Solo andata - Il viaggio di un Tuareg
"Ho incontrato i protagonisti di questa storia quasi dieci anni fa in Niger e il rapporto di amicizia e di fiducia reciproca che si è instaurato tra noi è l’elemento fondamentale che ha permesso la realizzazione di questo complesso progetto documentario".
A parlare è il milanese classe 1963 Fabio Caramaschi, autore, tra gli altri, dei documentari "Game over" (1995) e "Residence Roma" (2001), il quale ci porta nella vita del giovane Tuareg Sidi, erede degli "uomini blu" del deserto del Sahara emigrato insieme alla sua famiglia a Pordenone, nel nord-est industriale italiano.
Ma è attraverso la videocamera impugnata dallo stesso Sidi, il quale afferma di voler diventare giornalista, che Caramaschi lascia emergere – in un gioco tecnico-artistico in un certo senso accostabile alla tecnica di racconto del film nel film – l’identità adolescente del simpatico protagonista, divisa tra il desiderio di integrarsi nella nostra realtà e la nostalgia della vita semplice e libera dell’infanzia africana.
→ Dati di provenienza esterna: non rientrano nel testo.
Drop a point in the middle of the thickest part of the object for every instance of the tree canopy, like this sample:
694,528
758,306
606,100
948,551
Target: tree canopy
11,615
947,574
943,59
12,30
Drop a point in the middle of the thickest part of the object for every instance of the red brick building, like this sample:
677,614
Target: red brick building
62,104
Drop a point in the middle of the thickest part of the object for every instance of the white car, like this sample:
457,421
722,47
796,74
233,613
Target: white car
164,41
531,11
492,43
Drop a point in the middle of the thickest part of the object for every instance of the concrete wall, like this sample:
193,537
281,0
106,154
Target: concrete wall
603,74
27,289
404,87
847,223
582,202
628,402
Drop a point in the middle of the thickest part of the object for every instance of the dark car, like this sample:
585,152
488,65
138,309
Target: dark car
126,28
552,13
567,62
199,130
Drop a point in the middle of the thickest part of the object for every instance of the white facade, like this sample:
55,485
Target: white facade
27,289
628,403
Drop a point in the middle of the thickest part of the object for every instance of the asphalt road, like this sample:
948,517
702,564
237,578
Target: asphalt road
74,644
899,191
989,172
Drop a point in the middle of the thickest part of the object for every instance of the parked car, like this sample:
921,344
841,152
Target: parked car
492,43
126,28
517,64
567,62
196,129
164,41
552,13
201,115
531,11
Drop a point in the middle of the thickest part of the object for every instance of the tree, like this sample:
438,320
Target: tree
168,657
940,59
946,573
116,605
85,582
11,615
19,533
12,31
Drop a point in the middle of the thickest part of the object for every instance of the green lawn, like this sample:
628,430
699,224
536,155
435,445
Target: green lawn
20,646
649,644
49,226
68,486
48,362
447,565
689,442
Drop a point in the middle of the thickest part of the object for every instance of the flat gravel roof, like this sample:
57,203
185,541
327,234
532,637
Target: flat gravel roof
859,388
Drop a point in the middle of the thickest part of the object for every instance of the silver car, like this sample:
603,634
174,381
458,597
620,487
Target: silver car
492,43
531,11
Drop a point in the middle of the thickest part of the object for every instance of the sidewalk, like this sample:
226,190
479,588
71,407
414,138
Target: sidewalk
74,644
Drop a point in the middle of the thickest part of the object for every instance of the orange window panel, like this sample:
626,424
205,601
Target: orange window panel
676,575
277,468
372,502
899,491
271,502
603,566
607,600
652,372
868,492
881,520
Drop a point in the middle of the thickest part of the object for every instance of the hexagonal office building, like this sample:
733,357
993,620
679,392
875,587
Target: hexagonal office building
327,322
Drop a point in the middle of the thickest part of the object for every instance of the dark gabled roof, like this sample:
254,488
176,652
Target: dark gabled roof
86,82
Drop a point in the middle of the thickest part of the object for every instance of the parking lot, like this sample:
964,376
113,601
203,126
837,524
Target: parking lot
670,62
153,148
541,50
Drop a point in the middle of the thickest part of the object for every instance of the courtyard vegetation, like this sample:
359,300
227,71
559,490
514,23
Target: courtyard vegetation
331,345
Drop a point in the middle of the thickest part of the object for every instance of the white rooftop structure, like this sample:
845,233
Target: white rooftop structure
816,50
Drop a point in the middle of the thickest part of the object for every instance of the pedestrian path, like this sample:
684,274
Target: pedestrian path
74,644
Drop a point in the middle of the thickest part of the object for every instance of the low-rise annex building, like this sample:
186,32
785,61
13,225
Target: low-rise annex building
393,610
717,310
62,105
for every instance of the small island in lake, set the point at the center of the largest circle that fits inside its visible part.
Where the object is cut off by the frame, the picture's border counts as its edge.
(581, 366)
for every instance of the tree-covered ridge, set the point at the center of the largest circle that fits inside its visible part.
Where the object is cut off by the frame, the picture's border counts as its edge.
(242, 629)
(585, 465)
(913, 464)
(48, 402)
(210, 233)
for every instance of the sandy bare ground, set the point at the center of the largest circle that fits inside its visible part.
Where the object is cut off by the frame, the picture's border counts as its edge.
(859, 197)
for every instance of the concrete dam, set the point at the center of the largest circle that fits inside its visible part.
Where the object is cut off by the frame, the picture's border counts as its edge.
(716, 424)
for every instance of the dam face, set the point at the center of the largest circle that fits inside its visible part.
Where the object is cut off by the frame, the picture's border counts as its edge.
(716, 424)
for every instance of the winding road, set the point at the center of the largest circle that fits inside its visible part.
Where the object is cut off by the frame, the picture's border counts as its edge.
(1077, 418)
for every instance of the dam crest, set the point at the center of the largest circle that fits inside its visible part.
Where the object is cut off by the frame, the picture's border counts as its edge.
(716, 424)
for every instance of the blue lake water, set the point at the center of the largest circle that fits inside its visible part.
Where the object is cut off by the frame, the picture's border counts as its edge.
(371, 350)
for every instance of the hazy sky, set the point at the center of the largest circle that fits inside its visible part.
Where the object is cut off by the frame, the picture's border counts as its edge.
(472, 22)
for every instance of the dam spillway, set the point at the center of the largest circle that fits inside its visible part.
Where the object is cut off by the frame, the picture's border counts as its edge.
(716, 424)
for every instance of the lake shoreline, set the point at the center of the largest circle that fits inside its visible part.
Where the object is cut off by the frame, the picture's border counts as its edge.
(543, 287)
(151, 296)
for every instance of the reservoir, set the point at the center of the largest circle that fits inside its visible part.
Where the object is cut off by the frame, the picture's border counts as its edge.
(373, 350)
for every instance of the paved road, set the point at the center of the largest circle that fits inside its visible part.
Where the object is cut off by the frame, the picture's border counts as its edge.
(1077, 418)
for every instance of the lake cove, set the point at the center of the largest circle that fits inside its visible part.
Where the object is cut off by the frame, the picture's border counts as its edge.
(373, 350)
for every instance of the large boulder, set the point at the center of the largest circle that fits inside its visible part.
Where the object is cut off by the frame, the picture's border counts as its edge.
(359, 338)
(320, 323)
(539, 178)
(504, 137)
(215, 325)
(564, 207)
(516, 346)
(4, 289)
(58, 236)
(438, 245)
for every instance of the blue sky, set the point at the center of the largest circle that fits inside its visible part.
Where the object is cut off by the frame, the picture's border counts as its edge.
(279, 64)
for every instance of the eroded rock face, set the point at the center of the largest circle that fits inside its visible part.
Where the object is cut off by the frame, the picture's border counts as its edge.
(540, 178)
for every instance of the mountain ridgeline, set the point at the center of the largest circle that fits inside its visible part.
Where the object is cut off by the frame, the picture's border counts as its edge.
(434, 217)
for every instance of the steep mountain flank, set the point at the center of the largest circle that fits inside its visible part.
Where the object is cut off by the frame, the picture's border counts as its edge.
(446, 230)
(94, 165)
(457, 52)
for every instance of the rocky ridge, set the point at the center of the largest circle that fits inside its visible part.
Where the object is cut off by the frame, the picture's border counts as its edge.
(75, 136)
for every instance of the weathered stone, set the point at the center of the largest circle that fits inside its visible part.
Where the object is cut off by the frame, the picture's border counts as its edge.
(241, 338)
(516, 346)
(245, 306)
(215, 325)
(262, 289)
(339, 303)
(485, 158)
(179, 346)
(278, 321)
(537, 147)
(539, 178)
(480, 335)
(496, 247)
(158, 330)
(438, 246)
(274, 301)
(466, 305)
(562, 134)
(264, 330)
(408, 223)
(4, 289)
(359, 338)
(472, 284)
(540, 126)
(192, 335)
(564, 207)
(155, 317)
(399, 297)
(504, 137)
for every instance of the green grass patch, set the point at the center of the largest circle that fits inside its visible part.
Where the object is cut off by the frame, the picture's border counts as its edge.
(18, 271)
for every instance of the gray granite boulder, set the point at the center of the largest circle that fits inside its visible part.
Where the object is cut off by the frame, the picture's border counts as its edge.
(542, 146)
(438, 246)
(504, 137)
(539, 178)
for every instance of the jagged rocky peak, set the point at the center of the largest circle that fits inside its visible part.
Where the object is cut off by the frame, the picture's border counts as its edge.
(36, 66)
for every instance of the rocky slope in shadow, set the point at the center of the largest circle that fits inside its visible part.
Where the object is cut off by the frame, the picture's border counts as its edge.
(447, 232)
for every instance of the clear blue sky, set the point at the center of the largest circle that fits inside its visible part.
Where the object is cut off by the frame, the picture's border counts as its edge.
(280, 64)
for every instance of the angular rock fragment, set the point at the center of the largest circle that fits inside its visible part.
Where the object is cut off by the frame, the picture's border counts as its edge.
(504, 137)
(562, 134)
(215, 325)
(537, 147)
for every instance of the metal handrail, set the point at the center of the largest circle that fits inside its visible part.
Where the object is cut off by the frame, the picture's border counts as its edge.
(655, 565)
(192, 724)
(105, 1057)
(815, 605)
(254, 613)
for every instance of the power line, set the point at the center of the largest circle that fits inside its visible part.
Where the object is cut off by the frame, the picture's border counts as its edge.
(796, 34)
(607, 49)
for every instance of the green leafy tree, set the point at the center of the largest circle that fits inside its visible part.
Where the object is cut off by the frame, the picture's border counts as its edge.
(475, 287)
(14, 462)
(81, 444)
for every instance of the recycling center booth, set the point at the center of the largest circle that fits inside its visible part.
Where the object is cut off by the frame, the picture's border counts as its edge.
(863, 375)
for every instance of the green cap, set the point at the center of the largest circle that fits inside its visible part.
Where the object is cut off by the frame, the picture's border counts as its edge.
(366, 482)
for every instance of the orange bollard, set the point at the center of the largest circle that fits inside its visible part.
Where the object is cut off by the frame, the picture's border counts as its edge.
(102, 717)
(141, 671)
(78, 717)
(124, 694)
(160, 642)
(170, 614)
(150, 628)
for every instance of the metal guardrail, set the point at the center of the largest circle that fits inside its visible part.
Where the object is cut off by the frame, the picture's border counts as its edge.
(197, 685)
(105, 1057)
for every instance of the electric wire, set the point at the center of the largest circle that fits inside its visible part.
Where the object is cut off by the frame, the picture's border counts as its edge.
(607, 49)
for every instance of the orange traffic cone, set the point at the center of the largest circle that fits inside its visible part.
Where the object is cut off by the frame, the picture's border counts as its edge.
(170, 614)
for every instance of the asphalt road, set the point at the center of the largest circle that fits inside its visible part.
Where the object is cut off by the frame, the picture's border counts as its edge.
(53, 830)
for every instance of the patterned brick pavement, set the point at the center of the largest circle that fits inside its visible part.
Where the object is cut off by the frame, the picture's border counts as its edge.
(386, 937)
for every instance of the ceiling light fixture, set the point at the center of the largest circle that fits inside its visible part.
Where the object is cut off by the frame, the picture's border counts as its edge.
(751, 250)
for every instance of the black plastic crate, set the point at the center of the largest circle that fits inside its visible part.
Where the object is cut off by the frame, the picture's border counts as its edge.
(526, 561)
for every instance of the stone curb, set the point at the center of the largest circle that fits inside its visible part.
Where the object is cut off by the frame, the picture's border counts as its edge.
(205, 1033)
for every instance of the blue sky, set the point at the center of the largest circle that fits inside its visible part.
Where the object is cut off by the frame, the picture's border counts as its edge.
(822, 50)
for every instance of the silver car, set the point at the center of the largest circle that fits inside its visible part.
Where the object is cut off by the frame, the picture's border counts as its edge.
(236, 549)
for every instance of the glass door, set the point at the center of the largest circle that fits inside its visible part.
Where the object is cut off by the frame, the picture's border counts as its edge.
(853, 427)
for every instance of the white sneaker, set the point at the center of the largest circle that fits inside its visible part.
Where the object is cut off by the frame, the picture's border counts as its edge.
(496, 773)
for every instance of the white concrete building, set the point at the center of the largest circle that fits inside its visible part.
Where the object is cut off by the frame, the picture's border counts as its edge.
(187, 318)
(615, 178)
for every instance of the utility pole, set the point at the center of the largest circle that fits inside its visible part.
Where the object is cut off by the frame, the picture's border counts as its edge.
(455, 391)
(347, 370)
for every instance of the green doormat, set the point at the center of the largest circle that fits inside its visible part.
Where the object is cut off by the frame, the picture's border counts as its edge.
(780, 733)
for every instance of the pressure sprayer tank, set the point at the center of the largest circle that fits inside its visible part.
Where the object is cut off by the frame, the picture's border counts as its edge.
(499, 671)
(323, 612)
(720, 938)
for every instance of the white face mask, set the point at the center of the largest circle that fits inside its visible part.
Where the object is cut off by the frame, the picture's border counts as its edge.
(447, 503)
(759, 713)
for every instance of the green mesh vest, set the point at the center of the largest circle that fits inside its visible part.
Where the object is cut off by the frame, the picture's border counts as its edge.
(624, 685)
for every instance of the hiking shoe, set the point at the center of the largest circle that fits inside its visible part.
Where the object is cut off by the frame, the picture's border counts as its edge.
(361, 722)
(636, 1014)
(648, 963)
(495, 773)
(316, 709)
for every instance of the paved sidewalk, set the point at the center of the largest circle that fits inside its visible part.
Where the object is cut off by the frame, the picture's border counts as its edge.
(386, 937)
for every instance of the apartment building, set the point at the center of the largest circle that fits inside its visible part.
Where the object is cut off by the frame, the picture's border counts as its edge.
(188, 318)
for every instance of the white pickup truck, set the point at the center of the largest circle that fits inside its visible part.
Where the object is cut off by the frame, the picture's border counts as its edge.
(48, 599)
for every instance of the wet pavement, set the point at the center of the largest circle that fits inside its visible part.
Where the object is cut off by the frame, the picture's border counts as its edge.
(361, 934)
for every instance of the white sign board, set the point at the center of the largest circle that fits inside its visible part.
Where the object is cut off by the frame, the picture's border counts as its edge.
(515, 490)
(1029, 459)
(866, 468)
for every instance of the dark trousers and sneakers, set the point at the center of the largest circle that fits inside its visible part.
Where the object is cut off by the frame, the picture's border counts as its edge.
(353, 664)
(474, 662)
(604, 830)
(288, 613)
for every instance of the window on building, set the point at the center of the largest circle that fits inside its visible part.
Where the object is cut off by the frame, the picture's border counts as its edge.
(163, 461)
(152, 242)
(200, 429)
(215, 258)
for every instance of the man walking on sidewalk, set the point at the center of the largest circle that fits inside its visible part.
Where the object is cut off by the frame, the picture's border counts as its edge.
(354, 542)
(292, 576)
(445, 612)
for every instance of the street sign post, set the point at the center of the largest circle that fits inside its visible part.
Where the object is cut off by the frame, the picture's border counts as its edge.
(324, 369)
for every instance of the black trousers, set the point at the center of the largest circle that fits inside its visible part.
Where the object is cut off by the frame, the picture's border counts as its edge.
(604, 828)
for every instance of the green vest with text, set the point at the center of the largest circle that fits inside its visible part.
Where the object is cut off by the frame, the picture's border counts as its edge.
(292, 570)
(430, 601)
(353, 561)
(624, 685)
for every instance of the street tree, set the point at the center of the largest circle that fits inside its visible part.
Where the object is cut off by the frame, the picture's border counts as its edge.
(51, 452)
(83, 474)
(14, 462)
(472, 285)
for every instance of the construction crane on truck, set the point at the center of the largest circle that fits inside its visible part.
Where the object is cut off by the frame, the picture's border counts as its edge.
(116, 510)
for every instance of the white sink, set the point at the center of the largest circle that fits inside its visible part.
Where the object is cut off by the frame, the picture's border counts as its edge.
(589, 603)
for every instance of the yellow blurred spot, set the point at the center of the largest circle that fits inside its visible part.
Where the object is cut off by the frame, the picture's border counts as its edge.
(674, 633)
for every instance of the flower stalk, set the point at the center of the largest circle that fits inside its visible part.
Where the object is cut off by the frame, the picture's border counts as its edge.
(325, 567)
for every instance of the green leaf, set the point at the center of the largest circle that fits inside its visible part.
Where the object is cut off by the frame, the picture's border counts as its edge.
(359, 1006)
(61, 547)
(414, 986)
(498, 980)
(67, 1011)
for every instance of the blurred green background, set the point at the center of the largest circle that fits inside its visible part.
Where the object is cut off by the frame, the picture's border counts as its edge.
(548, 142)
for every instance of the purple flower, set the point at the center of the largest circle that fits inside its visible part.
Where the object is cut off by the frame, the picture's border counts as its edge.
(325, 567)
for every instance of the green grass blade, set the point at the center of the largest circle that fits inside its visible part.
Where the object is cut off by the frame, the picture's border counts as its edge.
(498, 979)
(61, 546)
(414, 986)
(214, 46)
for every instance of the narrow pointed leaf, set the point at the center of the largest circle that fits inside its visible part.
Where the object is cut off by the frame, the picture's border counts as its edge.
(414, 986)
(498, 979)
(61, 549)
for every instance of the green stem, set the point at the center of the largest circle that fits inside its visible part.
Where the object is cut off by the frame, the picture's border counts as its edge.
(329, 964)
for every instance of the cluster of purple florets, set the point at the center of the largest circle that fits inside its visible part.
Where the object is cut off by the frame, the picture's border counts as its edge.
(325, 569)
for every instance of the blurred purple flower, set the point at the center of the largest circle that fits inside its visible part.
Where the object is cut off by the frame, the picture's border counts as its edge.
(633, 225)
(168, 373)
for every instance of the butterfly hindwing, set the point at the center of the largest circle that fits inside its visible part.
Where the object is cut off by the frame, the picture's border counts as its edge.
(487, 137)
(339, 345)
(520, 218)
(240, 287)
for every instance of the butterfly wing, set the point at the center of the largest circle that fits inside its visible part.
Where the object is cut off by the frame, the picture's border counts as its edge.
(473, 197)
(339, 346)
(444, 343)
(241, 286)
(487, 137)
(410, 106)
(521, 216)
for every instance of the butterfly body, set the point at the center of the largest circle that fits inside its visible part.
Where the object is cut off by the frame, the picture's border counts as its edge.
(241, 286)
La dura vita del deserto, alla quale è difficile tornare se sei cresciuto in Italia, paese visto dalle popolazioni di quelle immense distese come posto in cui tutti sono felici, ma anche dove gli africani sono considerati tutti uguali, accomunati soltanto dal colore della pelle, e dove chi non ha problemi di denaro fatica non poco ad apprendere che la vera ricchezza sia identificabile nei propri figli.
Perché, tra passaggi del Corano posti in sovrimpressione, escursioni in centri commerciali ed apparizioni televisive di Enzo Bortolotti della Lega Nord, è un viaggio-inchiesta sia alla scoperta del nostro universo che di quello del piccolo protagonista che Caramaschi sintetizza in circa 52 veloci minuti di visione.
Tirando in ballo anche il padre di Sidi, impegnato a vincere la sua battaglia contro la burocrazia per ottenere i documenti utili a far venire in Italia il figlio più piccolo Alkassoum, che aveva dovuto abbandonare per anni in Niger a causa delle leggi nostrane sul ricongiungimento, e un fruttivendolo che parla degli italiani tutt’altro che propensi a svolgere faticose attività lavorative spesso ricoperte dagli stranieri.
Con le non disprezzabili musiche di Riccardo Cimino a fare da commento al tutto.

La frase: "Soprattutto all’inizio per me è stato difficile ambientarmi perché non conoscevo nessuno".